Blazing Swan

A seven-day festival dedicated to themes of self-expression and self-reliance.

This review was published in ARTShub magazine

Image by DerieM

Blazing Swan, Poseidon’s Flame

WA’s own Burning Man hosted in Kulin.

It feels somewhat reductive to call Australia’s Burning Man event a festival. Blazing Swan was a seven-day immersive community that called for participation as you co-created with the experiences that welcome you – from silently scribing on the temporary pine temple, to joining a kazoo choir or a handstand workshop.

With participation as one of the event’s 11 guiding principles, there were no expectations to be entertained via passive observation. It was everyone’s responsibility to bring their individual gifts to the communal table. 

Described as an experiment in temporary community and art, the event began with a ceremonial entry, where the 11 principles were bestowed: radical inclusion, gifting, decommodification, radical self-reliance, radical self-expression, civic responsibility, communal effort, leaving no trace, participation, immediacy and consent. Then, you crossed the elaborately decorated threshold into Jilakin Rock City – the temporary empire erected and dismantled each year – with an instruction to leave your carefully constructed ‘self’ outside the city (the first act of decommodification) and merge with the week. 

Image by DerieM

For 2023’s Blaze, the principles of radical self-expression and radical self-reliance were in focus, alongside the theme of Poseidon’s Flame. Then there was the nationalistic black swan symbol (that pushed its way into the event theme with a parable of a phoenix-turned-swan, alchemised into a scaled water creature) and the borrowed heritage of the event’s origin, Burning Man. This collection of intentions, while not conflicting in any way, diluted the potential for a creative focus. 

While some blazers rode the underwater theme in costume and mutant vehicle designs, others stayed true to their group’s annual self-expression with lampshade headdresses and fairy-tale adornments. So perhaps the event’s abundant set of themes created a wider tapestry for self-expression – the theme that trumped them all.

Blazing Swan was held in the vast landscape of Western Australia’s Kulin – a land that has the ability to appear timeless if it weren’t for the ritualistic gathering of sunset admirers atop one of the landmark rock formations. From this vantage point, one of the most poignant silences took place. 

Here 3000 people sat in stillness while the temple art installation was burnt to the ground. The artist, Clinton Matthews, drew inspiration from the mathematical sequencing of the ancient Greek concept of Phi, a shape that represents the wholeness, balance and harmony of all things. Having walked through the twisted temple in the days prior, contributing words to adorn the structure, this burn was unexpectedly emotional, for me and many other dazed onlookers.

Image by DerieM

The peaked energy from the nights prior – thanks to endless dance parties hosted at God Says No, House of Orb, Tree Tops,and FunKazba – calmed like post-storm settlement on the ocean floor. We watched. Cried. And wandered slowly to the ashed embankment of embers, unwilling to leave the last big burn of the event.
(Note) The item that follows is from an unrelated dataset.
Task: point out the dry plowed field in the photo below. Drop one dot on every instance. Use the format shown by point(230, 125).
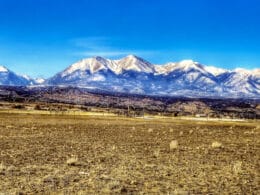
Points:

While the temple burn was somewhat of a salve, the Saturday night effigy burn was an ignition for the night that followed. Artist, Angus Priest, conceptualised the Pillars of Poseidon with surrounding swans in a statement of renewal. The fire itself did most of the work in birthing this intention, another act of co-creation – this time with art and element. 

On the seventh day, the entire city of esoteric theme camps and art installations was dismantled, and the earth was left without a trace of the week that was. Jilakin Rock City went back to a Kulin working farm. And Blazing Swan remained a temporary experiment, left to live on in the fables of blazers.


This review was edited and published by ARTShub magazine.